Джим строчил как из пулемета. Харри и Биргитта едва успевали вставить пару слов, и он начинал снова. И чем быстрее он говорил, тем медленнее ехал. Как Дэвид Боуи на старом плеере Харри. В детстве Харри получил от отца в подарок кассетный плеер на батарейках, который играл тем медленнее, чем громче был звук.
– Мы с Эндрю вместе боксировали в команде Джима Чайверса. Знаете, Эндрю никогда не ломали нос. Нет, сэр, никому это не удавалось. У аборигенов вообще от природы плоские носы, а если еще и сломается… Но Эндрю всегда оставался цел и невредим. Здоровое сердце и целый нос. Ну да, сердце… Какое уж там сердце, когда младенцем власти отобрали тебя у мамки? Скажем так, его сердце никак не пострадало во время чемпионата Австралии в Мельбурне. Слышали о таком? Да, ребята, вы многое потеряли.
Скорость была уже ниже сорока.
– Эта девица, подружка Кемпбелла, чемпиона, на коленях за Эндрю ползала. Такая была красотка – не привыкла, чтобы ей отказывали. Лучше бы уж привыкла. А так, когда она в тот вечер постучалась к Эндрю в номер и он вежливо предложил ей сигарету и кое-что еще, она вернулась к своему парню и сказала, что Эндрю ее домогается.
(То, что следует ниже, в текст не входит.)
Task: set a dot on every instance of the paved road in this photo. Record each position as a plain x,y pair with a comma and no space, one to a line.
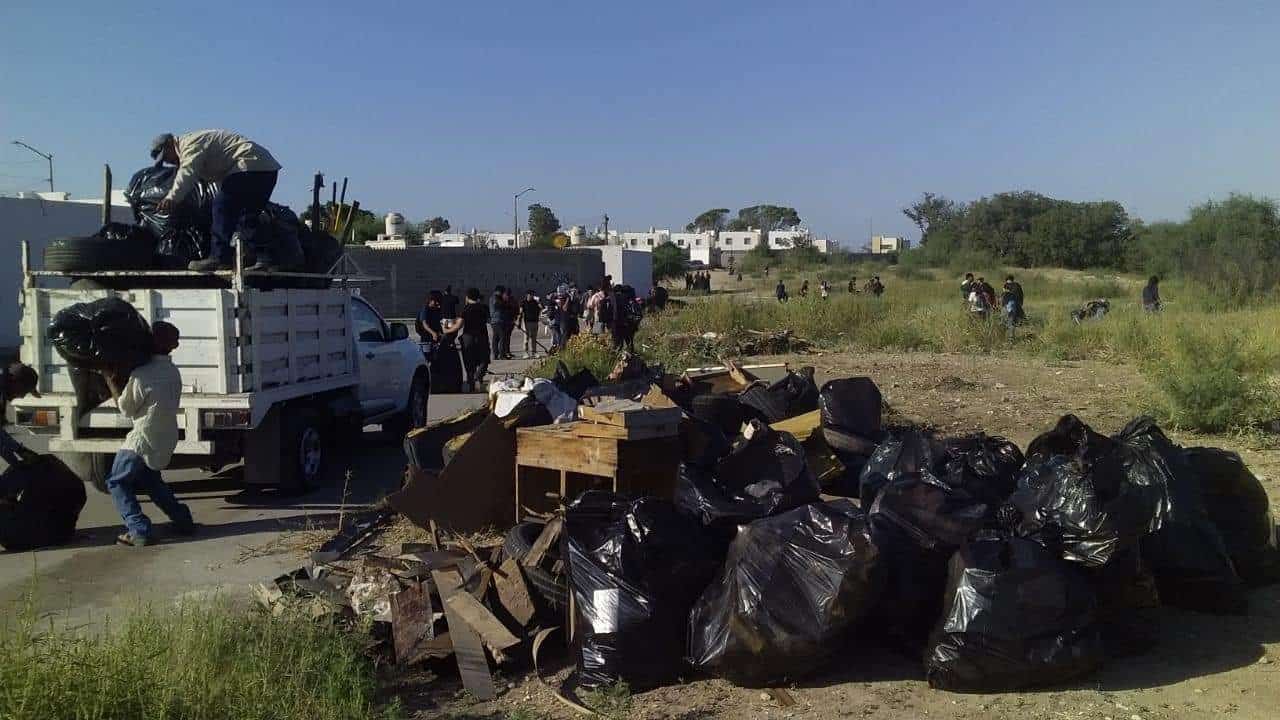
94,577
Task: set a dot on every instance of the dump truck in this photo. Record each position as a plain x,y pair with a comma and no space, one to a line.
277,368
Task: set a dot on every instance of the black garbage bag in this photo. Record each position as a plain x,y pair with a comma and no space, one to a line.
635,569
794,395
1092,493
792,589
1015,616
182,235
1187,555
40,504
983,466
763,474
103,335
909,452
1237,504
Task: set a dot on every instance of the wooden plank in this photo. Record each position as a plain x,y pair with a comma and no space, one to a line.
513,592
467,647
549,534
478,616
411,621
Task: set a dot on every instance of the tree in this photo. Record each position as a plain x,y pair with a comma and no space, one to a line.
766,217
542,226
709,220
668,261
931,212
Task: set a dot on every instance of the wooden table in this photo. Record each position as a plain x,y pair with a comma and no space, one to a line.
562,459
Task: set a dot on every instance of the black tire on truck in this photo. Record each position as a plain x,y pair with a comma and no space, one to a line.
304,452
90,466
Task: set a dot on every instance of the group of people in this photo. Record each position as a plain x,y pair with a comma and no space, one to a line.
699,281
476,331
873,287
149,397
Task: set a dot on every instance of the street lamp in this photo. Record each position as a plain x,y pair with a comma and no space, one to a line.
50,158
515,217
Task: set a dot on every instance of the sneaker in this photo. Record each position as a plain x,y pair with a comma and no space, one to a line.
132,541
208,265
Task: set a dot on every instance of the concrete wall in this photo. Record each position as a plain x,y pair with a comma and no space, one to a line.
410,274
37,222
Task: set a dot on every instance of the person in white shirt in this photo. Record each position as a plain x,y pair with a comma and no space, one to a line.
150,400
245,173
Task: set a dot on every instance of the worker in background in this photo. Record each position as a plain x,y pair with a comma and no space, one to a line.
530,309
17,379
474,338
1151,295
150,401
245,173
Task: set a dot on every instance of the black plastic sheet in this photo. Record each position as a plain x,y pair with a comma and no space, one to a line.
1093,495
1015,616
1187,554
792,591
1238,506
182,235
103,335
635,569
764,473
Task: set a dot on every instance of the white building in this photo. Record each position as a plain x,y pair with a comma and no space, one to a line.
885,244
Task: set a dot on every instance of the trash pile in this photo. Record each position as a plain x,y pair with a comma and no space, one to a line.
795,527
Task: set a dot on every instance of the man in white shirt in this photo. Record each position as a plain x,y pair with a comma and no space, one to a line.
150,400
245,173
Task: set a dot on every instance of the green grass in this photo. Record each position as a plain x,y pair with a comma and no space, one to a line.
214,660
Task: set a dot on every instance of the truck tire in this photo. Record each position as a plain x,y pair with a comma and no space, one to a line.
517,543
90,466
302,451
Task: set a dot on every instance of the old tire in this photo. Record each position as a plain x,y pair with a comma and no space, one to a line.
96,253
302,451
520,540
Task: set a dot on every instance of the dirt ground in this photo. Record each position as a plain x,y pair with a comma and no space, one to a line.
1203,665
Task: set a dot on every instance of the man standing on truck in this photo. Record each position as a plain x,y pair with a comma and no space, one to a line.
150,400
245,173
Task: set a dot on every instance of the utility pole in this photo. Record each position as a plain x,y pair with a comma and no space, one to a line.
46,156
515,217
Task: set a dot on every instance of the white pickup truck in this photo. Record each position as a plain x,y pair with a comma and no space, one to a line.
272,377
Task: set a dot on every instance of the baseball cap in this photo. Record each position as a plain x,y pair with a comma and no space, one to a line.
159,144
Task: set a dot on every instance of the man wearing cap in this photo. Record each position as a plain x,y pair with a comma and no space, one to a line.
245,173
16,381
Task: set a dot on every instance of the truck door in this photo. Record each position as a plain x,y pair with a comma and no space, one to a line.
378,358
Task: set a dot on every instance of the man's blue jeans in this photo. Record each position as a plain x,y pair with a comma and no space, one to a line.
131,475
240,196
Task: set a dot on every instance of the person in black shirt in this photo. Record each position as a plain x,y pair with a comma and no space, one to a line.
474,337
529,313
1151,295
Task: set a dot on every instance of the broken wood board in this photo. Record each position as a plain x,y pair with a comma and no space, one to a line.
513,592
549,534
630,414
467,646
474,492
412,623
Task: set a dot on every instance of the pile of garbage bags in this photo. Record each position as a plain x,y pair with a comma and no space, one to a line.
1001,570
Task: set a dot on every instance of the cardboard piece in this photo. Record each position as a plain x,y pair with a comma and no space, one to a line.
467,647
474,492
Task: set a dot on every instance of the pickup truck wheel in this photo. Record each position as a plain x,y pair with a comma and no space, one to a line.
302,452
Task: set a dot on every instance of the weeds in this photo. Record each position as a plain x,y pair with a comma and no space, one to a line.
192,661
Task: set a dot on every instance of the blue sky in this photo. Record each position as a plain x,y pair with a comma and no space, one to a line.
657,110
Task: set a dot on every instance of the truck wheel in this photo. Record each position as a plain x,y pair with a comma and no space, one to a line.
90,466
302,451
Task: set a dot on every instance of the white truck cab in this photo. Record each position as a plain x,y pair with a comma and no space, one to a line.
273,373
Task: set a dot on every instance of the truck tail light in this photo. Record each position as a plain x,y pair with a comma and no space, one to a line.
227,418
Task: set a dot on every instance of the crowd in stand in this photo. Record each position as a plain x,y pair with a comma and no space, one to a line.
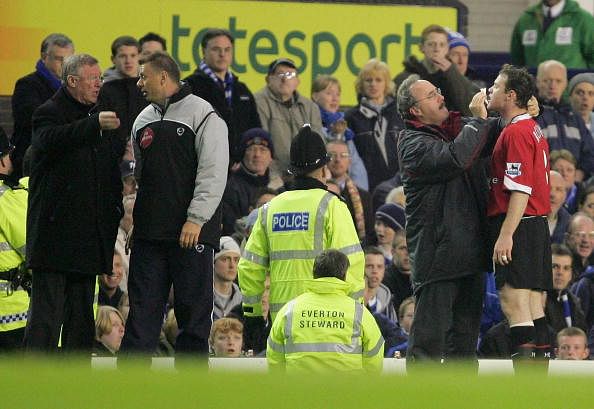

Ему позвонили в номер и попросили спуститься на кухню. Там до сих пор помнят тогдашнюю драку. После нее Эндрю сошел с дистанции. Но нос ему так и не разбили. Хе-хе-хе. Вы встречаетесь?
– Не совсем, – только и смог ответить Харри.
– А похоже, – Джим посмотрел на них в боковое зеркало. – Вы, может, сами того не знаете, но, хоть сейчас вам нелегко, вокруг вас какой-то ореол. Поправьте меня, если я неправ, но вы похожи на нас с Клаудией, когда мы только-только начали встречаться и с ума сходили от любви. Нам всего-то было двадцать-тридцать лет. Хе-хе-хе. А сейчас мы просто влюблены. Хе-хе-хе.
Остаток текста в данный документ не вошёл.